Getting a bit more speculative, I think that mutual education can work in as many different ways as people have learning and teaching styles. We can work through lectures, discussions, summary notes, whatever. Public lectures, study groups, pamphlets, articles and so on can all be built quite naturally out of the work we do in the first few months of activity. Anyone can call a meeting through the network, say what topic they're calling a meeting on, ideas on format etc.
Simply informing each other and the rest of society about the issues of the day is not the only thing this group will achieve. We will also steadily build up our own skills as educaters and thinkers. I intend this group to start off as slowly as it needs to and just constantly build, and every step of the way think how that step can contribute to the next.
Purely as a hypothetical example, one person might deliver a talk to the group about the relationship between third-world debt and the opening of economies. A few listeners decide to get together with her, do some research and get together again in a week for a study session. They pool their notes, do a few meetings' worth of polishing and voila, the mutual education network has a new improved version of the original talk, probably with links to the other peoples' interests blended in. It is probably of high enough quality for someone to base a public talk on.
And so on. Every step positions them for another (as do all the steps people are taking on other projects).
Perhaps get some lecturers interested. As I said, this is all speculative.
I'd also like to think that in the long run, it'll inform our more physical activism and give us some guidance in the serious task of winning this thing.
To clarify what's going on, until the full minutes are posted, here's the email that got everyone together for the meeting.
---
The basic idea is to break down the silence that exists between the university and the rest of the community, and within the academic body between different disciplines. There are so many very clever people doing very important work on poverty, war, oppression and exploitation and all the rest of it, and the only people who read their work are a small circle of people in their department. I would like to get a group of progressive students together, not just activists but certainly including them. The idea would be for us to educate each other on the progressive stuff we learn in our disciplines, and steadily widen the circle of people involved and teach in more and more varied ways. The first meeting is going to be introducing ourselves, our interests, and figuring out how this whole mutual education thing might work. If you let me know you're interested, I'll give you place and time details.
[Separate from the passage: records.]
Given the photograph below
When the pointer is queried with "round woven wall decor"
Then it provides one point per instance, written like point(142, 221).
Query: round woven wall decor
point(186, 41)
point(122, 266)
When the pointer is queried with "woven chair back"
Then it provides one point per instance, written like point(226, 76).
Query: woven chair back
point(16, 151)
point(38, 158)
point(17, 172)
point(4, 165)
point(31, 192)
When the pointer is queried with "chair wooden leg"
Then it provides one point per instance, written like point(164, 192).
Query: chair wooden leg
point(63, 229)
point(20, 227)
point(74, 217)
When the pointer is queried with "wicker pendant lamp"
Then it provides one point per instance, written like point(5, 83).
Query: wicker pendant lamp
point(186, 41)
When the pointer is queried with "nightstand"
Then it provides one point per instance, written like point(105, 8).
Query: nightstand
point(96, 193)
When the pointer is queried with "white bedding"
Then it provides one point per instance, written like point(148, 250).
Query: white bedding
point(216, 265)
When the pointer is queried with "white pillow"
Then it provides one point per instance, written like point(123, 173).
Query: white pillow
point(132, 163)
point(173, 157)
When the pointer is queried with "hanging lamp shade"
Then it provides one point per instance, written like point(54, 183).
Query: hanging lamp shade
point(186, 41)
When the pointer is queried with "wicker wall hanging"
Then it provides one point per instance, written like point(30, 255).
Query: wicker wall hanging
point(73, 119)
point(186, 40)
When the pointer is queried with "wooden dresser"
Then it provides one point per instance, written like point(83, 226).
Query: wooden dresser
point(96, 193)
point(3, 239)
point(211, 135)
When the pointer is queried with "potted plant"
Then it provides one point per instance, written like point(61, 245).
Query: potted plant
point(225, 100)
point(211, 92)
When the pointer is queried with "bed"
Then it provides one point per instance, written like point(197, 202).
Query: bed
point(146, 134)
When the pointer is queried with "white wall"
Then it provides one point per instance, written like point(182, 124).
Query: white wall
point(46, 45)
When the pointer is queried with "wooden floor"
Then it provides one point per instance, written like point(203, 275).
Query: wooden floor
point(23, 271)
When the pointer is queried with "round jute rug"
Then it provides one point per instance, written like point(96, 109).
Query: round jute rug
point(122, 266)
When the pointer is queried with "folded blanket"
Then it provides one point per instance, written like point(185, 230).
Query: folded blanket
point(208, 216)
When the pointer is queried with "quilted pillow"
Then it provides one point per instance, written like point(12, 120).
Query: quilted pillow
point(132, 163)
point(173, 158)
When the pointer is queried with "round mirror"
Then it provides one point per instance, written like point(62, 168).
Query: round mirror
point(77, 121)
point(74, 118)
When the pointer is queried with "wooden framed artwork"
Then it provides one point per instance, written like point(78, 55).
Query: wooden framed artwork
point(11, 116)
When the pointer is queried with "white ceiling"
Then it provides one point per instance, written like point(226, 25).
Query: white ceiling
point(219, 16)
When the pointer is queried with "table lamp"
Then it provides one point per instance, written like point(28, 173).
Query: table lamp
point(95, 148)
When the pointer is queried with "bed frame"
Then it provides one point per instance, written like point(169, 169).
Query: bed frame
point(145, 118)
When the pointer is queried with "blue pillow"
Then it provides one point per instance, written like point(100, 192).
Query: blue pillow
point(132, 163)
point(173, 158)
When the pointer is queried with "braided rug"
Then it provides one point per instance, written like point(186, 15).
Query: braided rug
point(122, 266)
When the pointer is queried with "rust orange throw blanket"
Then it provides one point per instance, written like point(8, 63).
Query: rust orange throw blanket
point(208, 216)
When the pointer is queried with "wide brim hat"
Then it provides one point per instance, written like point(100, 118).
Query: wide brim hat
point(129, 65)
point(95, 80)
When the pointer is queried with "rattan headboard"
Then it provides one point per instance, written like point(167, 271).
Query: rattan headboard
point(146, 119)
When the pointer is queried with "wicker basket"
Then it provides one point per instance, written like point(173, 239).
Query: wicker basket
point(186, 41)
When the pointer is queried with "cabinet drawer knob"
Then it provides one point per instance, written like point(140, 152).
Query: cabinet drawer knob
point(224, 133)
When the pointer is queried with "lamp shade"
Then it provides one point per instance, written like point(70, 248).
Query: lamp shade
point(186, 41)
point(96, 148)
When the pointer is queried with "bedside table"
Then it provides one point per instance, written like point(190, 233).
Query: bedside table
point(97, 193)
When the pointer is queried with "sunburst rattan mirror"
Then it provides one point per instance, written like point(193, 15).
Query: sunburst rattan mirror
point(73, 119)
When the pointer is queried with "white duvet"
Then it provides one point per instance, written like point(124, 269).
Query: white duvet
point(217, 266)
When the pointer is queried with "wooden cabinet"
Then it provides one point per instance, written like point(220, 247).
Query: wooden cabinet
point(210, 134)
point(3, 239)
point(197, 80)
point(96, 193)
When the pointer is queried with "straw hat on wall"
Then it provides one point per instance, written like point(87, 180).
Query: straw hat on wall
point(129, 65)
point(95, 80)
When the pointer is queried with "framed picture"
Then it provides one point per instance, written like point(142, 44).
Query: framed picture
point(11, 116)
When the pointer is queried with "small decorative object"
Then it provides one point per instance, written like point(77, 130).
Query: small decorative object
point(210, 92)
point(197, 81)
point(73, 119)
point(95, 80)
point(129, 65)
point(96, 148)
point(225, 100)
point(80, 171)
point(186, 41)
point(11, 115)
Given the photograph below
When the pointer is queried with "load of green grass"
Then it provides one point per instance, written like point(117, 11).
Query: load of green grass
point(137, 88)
Getting a bit more speculative, I think that mutual education can work in as many different ways as people have learning and teaching styles. We can work through lectures, discussions, summary notes, whatever. Public lectures, study groups, pamphlets, articles and so on can all be built quite naturally out of the work we do in the first few months of activity. Anyone can call a meeting through the network, say what topic they're calling a meeting on, ideas on format etc.
Simply informing each other and the rest of society about the issues of the day is not the only thing this group will achieve. We will also steadily build up our own skills as educaters and thinkers. I intend this group to start off as slowly as it needs to and just constantly build, and every step of the way think how that step can contribute to the next.
Purely as a hypothetical example, one person might deliver a talk to the group about the relationship between third-world debt and the opening of economies. A few listeners decide to get together with her, do some research and get together again in a week for a study session. They pool their notes, do a few meetings' worth of polishing and voila, the mutual education network has a new improved version of the original talk, probably with links to the other peoples' interests blended in. It is probably of high enough quality for someone to base a public talk on.
And so on. Every step positions them for another (as do all the steps people are taking on other projects).
Perhaps get some lecturers interested. As I said, this is all speculative.
I'd also like to think that in the long run, it'll inform our more physical activism and give us some guidance in the serious task of winning this thing.